You Love Me(You #3)(32)



“You’re hard-core,” he says. “What about you? You got a name?”

“Jay,” I say, happy I worked so hard on my character.

He hawks a loogie on the pavement. “No worries,” he says. “It’s not like you’re blowing my cover. Everyone knows who I am. What’s your name again?”

I literally just said it but then again he doesn’t even know the name of his daughter’s favorite book. “I’m Jay,” I say. “Jesus Christ, man. What are you even doing here?”

“Same thing you are, man. Day by day.”

“But you’re you. I mean… come on. You don’t need this. That shit you said about Phoenix. How do you even stand it?”

He chuckles. “Yeah, Phoenix sucked.”

“See, what you said in there made me think. A few years back, you told Mojo that you couldn’t go six hours without touching a guitar…” I smile. “Or getting laid.”

He laughs at his own old bad joke. “Well, that was then, man. Things change.”

He doesn’t really think things change and he’s right. They don’t. I smoke my butt and I hope I don’t get cancer from these fucking things. I can’t stand the idea of dying before you, leaving you here to miss me. He blows a smoke ring and I try and fail—perfect—and I ash on a pile of old freebie newspapers because he ashed on it first but that’s a fire hazard, Mary Kay. Your husband is a fire hazard.

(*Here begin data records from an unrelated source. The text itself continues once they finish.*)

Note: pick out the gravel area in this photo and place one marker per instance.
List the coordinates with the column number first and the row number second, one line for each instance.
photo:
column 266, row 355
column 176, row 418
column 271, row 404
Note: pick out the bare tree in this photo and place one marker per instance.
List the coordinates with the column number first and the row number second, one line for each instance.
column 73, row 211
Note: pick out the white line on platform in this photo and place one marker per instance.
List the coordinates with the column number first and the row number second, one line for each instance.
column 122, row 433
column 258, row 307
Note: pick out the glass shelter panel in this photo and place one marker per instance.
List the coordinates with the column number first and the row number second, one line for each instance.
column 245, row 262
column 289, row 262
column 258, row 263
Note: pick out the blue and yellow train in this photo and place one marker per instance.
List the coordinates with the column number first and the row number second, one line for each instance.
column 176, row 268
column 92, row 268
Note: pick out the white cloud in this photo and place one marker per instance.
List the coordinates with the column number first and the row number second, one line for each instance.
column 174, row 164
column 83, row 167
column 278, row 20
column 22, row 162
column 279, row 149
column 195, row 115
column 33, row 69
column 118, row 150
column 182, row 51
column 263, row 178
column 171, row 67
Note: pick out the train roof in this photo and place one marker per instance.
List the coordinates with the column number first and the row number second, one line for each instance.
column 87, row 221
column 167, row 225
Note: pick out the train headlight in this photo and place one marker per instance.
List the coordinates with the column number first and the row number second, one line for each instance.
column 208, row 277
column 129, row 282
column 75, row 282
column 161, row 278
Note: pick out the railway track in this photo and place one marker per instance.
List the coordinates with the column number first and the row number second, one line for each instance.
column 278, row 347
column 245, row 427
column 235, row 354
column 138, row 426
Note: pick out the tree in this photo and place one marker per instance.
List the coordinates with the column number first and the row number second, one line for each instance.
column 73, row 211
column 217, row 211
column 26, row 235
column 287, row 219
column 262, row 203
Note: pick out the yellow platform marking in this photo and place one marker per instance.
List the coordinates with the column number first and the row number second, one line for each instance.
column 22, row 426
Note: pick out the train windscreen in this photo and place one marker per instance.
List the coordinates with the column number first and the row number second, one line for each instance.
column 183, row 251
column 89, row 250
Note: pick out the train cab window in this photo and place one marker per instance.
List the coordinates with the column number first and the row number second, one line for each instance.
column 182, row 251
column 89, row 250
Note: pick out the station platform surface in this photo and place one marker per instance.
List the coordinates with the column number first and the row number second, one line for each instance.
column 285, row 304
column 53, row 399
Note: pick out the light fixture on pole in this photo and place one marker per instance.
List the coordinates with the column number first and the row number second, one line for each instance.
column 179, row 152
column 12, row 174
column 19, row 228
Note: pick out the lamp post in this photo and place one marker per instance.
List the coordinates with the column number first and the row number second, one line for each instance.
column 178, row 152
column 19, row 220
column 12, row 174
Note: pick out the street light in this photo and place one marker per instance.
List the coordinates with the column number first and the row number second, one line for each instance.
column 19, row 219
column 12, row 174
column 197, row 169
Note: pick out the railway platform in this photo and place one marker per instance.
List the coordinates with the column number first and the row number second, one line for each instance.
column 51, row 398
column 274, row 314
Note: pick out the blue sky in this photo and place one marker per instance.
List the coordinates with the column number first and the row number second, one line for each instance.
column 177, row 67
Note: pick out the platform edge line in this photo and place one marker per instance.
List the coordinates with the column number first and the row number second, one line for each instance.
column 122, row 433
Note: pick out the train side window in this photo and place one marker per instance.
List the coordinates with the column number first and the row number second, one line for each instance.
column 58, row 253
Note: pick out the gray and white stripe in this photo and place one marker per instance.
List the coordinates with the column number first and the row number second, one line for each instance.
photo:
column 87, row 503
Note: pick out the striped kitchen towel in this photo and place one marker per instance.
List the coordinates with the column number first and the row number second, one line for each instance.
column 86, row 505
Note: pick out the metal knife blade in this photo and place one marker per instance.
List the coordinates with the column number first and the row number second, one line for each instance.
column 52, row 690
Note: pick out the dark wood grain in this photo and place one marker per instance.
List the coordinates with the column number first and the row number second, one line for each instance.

“So,” I say. “Can I ask… Are you working on anything now?”

“Hell yeah,” he says. “Always.”

“Good, cuz I am dying for a new album. And a tour. People say it’s not gonna happen… I’m like fuck yes it is. Phil DiMarco is gonna come back in a big way.”

He picks at his dirty fingernail. “You can’t push. Every album comes when it comes.”

Spoken like a true procrastinator and I nod. “I never thought I’d get to meet you cuz you don’t tour anymore.”

“We don’t tour right now,” he says. Boom. “Your album’s on the way, I promise.”

“I gotta ask. Were you… were you writing a song in there?”

“You bet I was. See, as an artist, I go to these meetings for the pathos. Not to sound like a douche…” As if the disclaimer doesn’t classify him as a douche. “But as an artist I get more out of it. Ya got a beast in you, ya gotta feed the beast. I get a lotta good material in there. Tons.”

“That’s so rad.” I was right. He’s a thief. “You know, I’m thinking I might go get a guitar… a Schecter…” Find a new plaything. “You can say no… but is there any way I can hit you up for advice?”

He gives me his number and says he has to get home as he quotes his own song—I got a crate in a barrel and a barrel in a gun. “Here’s my advice about finding a good Schecter…” Pregnant pause. “Get a Gibson, man.”

I laugh as if that was clever and he starts his car and did I do it? Did I get in his head?

I tune in to his show at midnight, and sure enough, he’s wailing about the holidays, pining for the good old days when he had time to focus on his true calling, his music. The man is in pain, Mary Kay. And you can’t make him happy. Listen to his “show” and look at his body. He has a Sacriphil tattoo. He bled for that band. He took a needle for that band. But your name’s not inked on his skin, and it’s time for you both to realize it.





11





The next day, I walk into the library and I slink into the back without saying hello but an hour later, you find me. You’re frisky. You put your hands on Dolly and you tell me that Nomi wants to get a kitten for Christmas.

“Are you allergic or anything?”

“No, I love cats, but she’s going away soon…” You look right at me. “Do you like cats?” You are so hot for me that you are planning our life together and you squeeze Dolly. Nervous. “I ask because our friends… they have three kittens, so you know, you could get one too.”

You want us to adopt kittens together and I smile. “I love cats. It’s tempting.”

You pull your hands off Dolly. “Well, it’s something to think about. Our cats would be siblings.” You fiddle with your belt. “Well,” you say. “Let’s both think about it, yeah?”

I give you a yeah and already my plan is working.

The next day, I go to a meeting and Phil bitches to me… about cats. “Cats are cool. But do I need one more thing to take care of? Already I don’t have enough time to play.”

In a normal situation, you can’t advise someone to leave their spouse because when they don’t, you become that asshole who talked shit about the spouse. But nothing about our situation is normal and I am #TeamPhil. “You don’t need a cat,” I say. “You need a studio.”

“Tell that to the wife. Man, we’re so close to freedom. My kid’s on her way to college in a few months and the wife wants to tie me down with a new cat.”

“Does she not… I don’t wanna overstep… but does she not get who you are?”

He flicks his cigarette into a pile of leaves. “Nope,” he says. “Not lately.”